Furthest travelled was International President Jasmin Darwich, from Mexico, followed by Vice President Amany Asfour, from Egypt.
Amany hoped everyone would meet in October at BPW’s international conference in Cairo. For 5,000 years, Egyptian women had traded as successful businesswomen.
Jasmin brought news from the Committee on the Status of Women discussion held at the United Nations in New York, where BPW has consultative status.
Hazel Stephenson, Lord Mayor of Newcastle, welcomed everyone to her city. She spoke of the many women of influence, such as Kathleen Brown, to whom she had dedicated a blue plaque to show where Suffragettes welcomed her on release from prison. Another influential woman was Dame Allen, who gave funds to set up a school.
This linked well to the first speaker Hilary French, Head of Newcastle High School for Girls, who delivered an inspiring talk on her role and the initiatives she had introduced to encourage students to make good choices. Staff and girls had raised funds to support education in less fortunate parts of the world, particularly Uganda.
Young women aged 18 to 24 traditionally don’t vote. Lynne Hobson aims to inspire them to take an interest in Parliament as its outreach officer. The election will take place on the anniversary of the death of Suffragette Emily Davison.
Nikki Gott spoke of the ups and downs of her company before its success delivering conferences and events. Nikki received an OBE for her work inspiring business people.
Sarah Miller, from the Millin Centre, talked of the difficulties faced by women when setting up businesses, particularly when their first language isn’t English, while Jo Curry highlighted the services of Changing Lives.
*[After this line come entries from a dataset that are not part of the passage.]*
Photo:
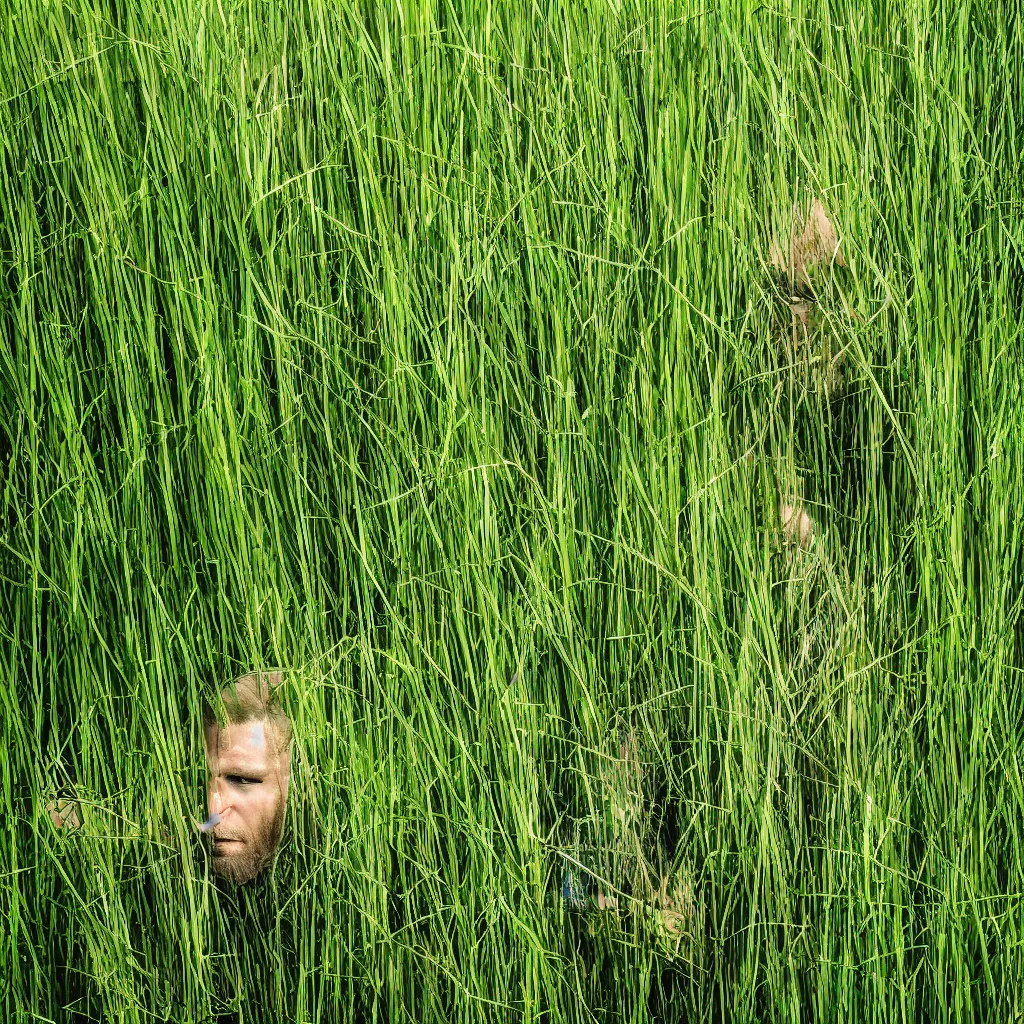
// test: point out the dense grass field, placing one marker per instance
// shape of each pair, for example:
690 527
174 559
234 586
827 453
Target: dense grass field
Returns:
646 574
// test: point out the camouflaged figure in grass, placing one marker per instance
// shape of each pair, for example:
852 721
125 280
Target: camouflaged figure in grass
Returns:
249 758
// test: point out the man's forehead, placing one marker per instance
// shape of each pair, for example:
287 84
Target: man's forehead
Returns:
247 738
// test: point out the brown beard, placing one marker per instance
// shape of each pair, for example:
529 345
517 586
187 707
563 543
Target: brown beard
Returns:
258 853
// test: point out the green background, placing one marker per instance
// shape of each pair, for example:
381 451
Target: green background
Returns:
430 352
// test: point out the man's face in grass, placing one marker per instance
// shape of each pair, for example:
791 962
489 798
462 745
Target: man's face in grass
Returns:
248 786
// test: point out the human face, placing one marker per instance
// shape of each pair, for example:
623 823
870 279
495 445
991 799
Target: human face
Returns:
248 787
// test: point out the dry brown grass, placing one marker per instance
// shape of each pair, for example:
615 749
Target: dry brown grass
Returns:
812 240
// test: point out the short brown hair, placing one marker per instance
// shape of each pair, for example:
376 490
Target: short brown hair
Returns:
253 698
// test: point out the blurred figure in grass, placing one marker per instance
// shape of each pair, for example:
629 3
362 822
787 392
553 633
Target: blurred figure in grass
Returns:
249 759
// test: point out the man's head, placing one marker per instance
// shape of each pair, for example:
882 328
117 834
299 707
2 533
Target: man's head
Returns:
249 760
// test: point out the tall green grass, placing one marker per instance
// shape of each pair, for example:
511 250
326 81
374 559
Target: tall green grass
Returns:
431 352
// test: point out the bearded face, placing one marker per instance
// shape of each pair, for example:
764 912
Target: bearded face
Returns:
248 790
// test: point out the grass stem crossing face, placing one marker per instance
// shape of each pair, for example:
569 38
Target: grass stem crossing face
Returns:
247 792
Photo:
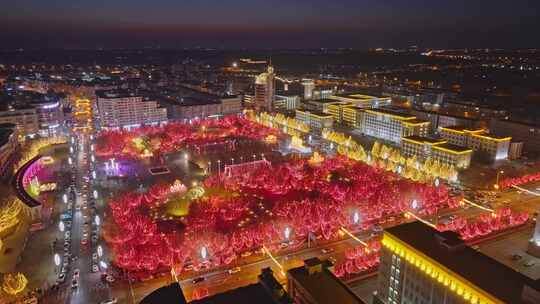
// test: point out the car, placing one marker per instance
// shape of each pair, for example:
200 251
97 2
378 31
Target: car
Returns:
327 250
529 263
332 260
109 278
61 278
516 257
198 280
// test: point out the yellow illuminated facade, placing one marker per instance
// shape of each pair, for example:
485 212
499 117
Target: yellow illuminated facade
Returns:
478 140
444 286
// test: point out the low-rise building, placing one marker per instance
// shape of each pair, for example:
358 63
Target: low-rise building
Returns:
313 283
9 148
125 109
25 119
315 120
495 147
436 149
391 125
420 264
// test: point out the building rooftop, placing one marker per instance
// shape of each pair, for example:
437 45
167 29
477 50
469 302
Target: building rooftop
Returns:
464 263
397 114
424 140
322 285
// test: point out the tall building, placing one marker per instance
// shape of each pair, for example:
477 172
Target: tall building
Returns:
313 283
265 88
125 109
309 87
422 265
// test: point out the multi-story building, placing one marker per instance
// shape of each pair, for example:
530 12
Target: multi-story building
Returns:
419 264
391 125
125 109
9 147
265 88
363 101
315 120
436 149
231 104
313 283
287 101
309 87
24 118
496 147
527 133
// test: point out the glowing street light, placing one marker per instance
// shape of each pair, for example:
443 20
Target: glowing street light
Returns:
287 232
204 253
356 217
103 265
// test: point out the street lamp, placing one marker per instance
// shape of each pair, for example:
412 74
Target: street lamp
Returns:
414 204
356 217
204 253
287 233
496 186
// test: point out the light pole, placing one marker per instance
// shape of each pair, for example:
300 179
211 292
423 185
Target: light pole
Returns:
496 186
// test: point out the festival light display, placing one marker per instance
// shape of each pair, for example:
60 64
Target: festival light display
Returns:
14 284
238 213
155 140
520 180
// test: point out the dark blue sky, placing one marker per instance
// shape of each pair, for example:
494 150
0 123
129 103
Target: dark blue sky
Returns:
270 23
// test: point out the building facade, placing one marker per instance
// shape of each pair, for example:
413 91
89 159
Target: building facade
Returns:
265 89
496 147
436 149
422 265
25 119
125 109
390 125
315 120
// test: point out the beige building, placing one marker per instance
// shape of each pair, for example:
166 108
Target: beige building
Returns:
496 147
125 109
26 120
315 120
391 125
436 149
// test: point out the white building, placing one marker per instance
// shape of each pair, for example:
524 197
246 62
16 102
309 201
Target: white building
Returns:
124 109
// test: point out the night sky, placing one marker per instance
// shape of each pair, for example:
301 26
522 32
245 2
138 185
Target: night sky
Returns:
269 24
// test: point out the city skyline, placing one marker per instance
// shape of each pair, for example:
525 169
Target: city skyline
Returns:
258 24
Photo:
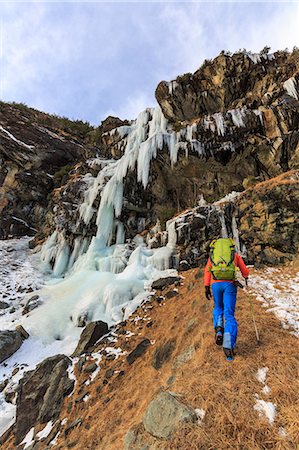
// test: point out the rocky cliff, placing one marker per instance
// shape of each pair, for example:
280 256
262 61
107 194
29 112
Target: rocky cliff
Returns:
230 125
36 152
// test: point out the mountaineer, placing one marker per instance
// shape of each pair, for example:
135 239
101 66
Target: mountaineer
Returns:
222 265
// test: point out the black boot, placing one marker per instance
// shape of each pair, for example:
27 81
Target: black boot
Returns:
229 353
219 335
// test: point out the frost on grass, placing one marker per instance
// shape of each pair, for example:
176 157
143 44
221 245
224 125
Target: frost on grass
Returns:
200 415
279 292
265 409
261 374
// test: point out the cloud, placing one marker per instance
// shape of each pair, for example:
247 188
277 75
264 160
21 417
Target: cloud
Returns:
87 60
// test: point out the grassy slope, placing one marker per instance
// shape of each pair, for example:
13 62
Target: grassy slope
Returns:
226 391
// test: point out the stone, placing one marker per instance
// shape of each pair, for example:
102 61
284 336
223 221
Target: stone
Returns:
163 353
165 414
171 380
137 439
199 274
41 393
192 323
171 294
163 282
3 385
138 351
22 331
109 373
90 368
90 335
4 305
184 357
10 342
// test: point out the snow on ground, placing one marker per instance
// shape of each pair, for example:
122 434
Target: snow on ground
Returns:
267 409
279 293
19 277
50 309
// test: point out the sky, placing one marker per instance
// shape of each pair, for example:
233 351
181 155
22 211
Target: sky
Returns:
90 59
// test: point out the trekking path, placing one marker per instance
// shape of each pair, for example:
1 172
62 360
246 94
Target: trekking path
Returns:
251 403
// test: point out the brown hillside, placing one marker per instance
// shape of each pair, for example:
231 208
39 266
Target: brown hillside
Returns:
226 391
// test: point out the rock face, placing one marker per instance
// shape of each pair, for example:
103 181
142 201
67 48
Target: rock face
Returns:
10 342
269 217
227 82
231 124
90 335
41 393
165 414
36 150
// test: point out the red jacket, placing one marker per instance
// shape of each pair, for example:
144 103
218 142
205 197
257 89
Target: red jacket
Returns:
238 261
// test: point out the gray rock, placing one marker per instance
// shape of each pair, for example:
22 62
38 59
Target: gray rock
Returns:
10 342
171 294
90 368
4 305
22 331
163 353
41 393
184 357
90 335
191 325
165 414
163 282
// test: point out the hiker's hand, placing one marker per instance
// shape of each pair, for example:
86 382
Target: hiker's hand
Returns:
208 292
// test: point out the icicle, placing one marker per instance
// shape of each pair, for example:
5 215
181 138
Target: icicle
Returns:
291 87
172 85
259 114
235 232
237 117
219 120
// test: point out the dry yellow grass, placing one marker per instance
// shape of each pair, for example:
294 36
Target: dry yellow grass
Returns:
226 391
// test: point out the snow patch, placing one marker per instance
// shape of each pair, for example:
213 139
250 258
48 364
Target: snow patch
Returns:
12 137
28 439
291 87
45 431
267 409
279 295
200 414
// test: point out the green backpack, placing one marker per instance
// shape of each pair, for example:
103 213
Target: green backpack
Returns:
222 254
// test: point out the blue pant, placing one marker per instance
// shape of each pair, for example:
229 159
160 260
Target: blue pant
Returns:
225 296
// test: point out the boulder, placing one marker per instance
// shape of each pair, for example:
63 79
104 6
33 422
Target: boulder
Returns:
90 335
41 393
10 342
165 414
137 439
163 282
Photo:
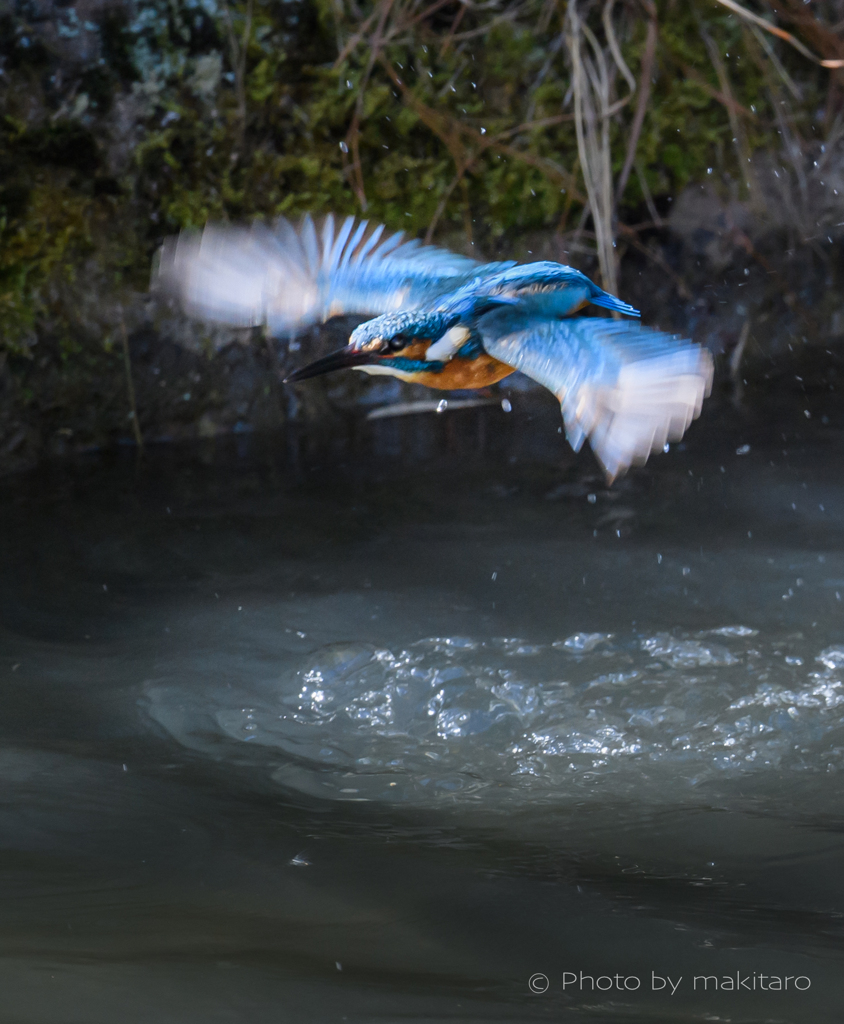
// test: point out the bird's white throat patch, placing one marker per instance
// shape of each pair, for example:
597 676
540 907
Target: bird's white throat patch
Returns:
451 341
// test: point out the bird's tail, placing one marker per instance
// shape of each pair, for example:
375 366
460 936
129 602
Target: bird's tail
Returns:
608 301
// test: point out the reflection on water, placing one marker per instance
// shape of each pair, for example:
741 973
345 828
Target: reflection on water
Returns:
378 725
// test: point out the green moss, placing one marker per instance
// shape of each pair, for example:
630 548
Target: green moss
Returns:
318 134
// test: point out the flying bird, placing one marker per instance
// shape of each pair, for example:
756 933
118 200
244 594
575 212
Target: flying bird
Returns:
448 322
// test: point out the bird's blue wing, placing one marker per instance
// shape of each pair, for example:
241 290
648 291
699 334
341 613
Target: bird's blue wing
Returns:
289 276
628 388
542 289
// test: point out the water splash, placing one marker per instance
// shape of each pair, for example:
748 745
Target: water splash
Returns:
504 722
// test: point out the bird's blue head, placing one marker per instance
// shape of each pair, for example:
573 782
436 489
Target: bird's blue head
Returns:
393 342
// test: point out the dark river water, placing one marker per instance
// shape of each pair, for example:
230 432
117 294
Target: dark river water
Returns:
380 722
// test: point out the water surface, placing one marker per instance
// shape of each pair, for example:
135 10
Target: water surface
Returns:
378 722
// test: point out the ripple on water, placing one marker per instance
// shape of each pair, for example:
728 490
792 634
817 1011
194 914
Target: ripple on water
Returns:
506 721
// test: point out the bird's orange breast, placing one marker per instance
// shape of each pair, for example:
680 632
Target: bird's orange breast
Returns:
458 374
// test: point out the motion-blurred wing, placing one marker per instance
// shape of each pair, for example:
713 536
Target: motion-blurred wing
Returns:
541 289
291 276
627 388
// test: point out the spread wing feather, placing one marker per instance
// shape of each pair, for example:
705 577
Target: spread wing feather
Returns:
288 276
629 389
541 289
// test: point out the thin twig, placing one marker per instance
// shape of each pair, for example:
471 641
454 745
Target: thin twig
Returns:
739 137
646 73
130 386
779 33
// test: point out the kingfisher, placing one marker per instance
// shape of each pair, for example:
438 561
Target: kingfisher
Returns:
448 322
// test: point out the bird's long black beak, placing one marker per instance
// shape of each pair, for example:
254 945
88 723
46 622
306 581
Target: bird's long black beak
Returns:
341 359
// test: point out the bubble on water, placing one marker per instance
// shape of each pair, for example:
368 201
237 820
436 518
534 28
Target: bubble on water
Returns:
732 631
832 657
686 653
464 721
582 643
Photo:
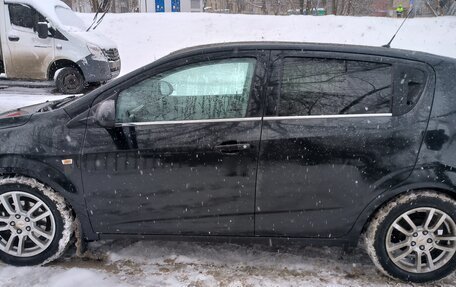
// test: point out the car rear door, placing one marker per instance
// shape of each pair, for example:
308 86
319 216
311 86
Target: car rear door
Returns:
183 156
339 130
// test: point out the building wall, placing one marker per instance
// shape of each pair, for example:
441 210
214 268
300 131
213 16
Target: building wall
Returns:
185 6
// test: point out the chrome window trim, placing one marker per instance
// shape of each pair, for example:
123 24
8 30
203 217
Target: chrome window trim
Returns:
327 117
189 122
253 119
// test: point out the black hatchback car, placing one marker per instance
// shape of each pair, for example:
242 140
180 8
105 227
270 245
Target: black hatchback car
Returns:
326 144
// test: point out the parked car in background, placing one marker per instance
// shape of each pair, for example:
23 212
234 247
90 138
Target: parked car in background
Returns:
317 143
46 41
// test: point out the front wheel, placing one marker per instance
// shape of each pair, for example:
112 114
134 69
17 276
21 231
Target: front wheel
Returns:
35 223
413 238
69 80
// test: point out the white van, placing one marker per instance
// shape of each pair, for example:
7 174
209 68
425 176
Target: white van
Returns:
45 40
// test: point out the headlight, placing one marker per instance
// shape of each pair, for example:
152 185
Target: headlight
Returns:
97 52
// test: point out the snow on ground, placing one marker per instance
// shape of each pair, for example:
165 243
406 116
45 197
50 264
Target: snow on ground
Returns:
163 264
145 38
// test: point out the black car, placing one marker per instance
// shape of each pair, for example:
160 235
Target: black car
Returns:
323 144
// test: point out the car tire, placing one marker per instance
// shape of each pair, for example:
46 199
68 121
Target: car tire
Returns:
36 225
412 238
69 80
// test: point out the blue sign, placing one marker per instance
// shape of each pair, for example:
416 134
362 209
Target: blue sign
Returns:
159 5
175 5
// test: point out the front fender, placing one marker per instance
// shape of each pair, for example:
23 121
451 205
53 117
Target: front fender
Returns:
22 166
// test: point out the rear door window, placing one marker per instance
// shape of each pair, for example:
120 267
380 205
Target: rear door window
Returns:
314 86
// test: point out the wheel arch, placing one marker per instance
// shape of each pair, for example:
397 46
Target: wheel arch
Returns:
12 166
380 201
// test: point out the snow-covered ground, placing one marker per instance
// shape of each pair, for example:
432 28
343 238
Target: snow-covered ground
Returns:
144 38
162 264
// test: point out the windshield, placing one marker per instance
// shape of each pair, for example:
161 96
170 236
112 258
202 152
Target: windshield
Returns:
69 19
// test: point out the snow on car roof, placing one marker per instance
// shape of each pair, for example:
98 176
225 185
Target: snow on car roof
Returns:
47 7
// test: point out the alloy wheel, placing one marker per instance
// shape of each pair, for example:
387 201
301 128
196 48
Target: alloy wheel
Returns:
421 240
27 225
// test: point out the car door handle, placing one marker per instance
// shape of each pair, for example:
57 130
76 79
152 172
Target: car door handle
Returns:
232 148
13 38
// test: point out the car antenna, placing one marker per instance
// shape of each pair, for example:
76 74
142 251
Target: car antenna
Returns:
102 7
403 22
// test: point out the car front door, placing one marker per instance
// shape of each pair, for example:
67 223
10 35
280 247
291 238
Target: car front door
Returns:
30 55
182 158
338 131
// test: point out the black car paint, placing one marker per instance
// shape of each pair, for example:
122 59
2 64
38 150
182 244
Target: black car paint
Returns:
35 149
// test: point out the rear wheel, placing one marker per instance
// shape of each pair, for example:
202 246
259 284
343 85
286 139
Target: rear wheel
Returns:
69 80
35 223
413 238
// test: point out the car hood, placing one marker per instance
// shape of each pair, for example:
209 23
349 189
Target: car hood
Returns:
20 116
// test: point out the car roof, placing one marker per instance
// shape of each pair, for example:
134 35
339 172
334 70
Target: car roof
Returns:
325 47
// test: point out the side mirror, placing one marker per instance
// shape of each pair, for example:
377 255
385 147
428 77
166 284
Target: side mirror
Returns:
165 88
105 114
43 30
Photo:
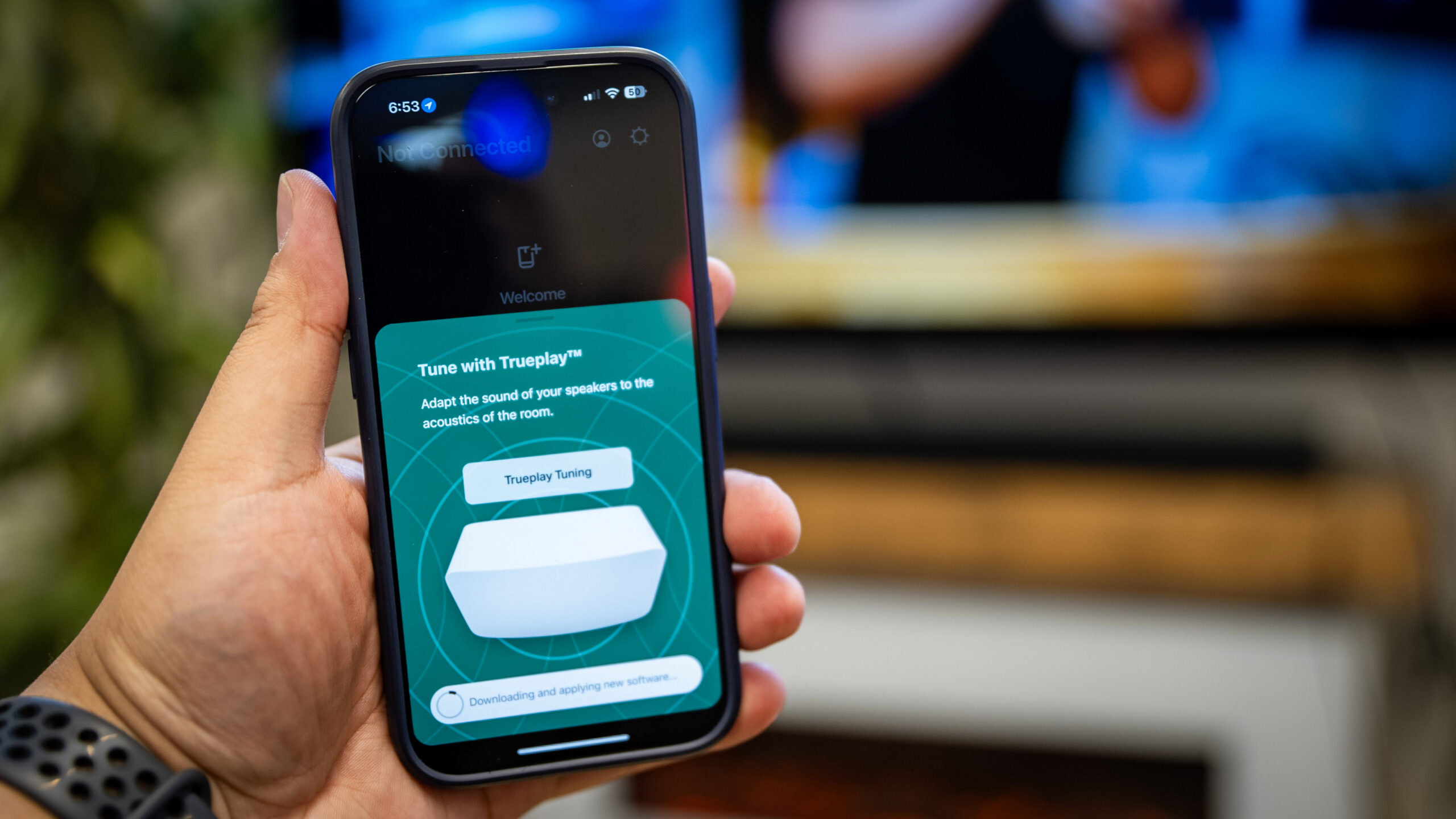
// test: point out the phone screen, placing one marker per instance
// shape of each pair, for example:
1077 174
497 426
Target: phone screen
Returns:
529 296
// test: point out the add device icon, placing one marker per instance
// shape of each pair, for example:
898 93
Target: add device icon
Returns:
526 255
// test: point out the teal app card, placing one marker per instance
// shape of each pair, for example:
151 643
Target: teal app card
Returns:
549 514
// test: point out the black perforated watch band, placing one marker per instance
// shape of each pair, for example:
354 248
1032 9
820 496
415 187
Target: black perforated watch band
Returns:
77 766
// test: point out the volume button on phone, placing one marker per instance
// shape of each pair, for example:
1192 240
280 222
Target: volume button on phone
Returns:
354 388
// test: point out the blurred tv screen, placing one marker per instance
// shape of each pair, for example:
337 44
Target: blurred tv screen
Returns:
1020 164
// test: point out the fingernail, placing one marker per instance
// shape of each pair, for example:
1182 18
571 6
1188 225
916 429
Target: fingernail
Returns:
284 209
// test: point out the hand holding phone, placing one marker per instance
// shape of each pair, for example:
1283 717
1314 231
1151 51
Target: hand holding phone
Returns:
241 634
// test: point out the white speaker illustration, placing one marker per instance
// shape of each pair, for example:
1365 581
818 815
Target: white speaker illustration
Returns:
557 573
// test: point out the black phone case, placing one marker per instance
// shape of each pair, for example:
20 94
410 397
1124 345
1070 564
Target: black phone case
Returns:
362 375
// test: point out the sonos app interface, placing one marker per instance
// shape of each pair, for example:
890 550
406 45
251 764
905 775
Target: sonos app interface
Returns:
526 271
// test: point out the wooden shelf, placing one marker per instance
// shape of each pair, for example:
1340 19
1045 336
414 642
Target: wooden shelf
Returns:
1334 538
945 267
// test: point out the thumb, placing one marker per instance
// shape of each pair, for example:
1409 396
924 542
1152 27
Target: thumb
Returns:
264 416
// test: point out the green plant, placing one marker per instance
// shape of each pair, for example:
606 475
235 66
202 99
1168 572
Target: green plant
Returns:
136 181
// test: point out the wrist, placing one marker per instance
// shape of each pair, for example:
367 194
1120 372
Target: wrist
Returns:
91 682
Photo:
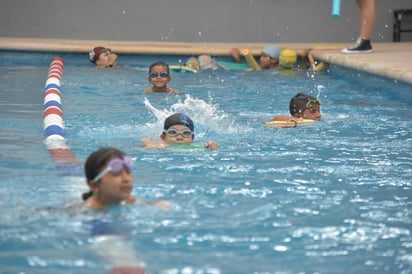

Emily Cox, from Virgin Money, spoke of research that shows women in business face not only the glass ceiling, but a perma frost level, where many jump off before achieving their full potential.
The founder of BPW in the UK thought women should rise as far as possible up the career ladder so they achieved the best salary and retired on the best pension, thus avoiding poverty in old age.
The highlight of the day was the lecture by Dr Manisha Hadi, from Kabul, who spoke of the challenges facing Afghan women. Given an average family of six and average death at 45, they are often prevented from receiving medical help due to cultural barriers.
Already a qualified doctor, she has received a second degree from Durham University and is continuing research into the health issues of Afghan women.
Sue Ashmore, from Morpeth, Regional President, thanked her for her lecture, given in memory of BPW’s founder Beatrice Gordon Holmes, saying it was the best memorial lecture she had heard.
Marina Leal-Freitas, originally from Brazil, brought greetings from Rome, where Young BPW are meeting.
Members were then entertained by Morpeth member Penni Blythe, who spoke of the women she had met across the world.
To end, the Sea Glass Singers sang traditional tunes.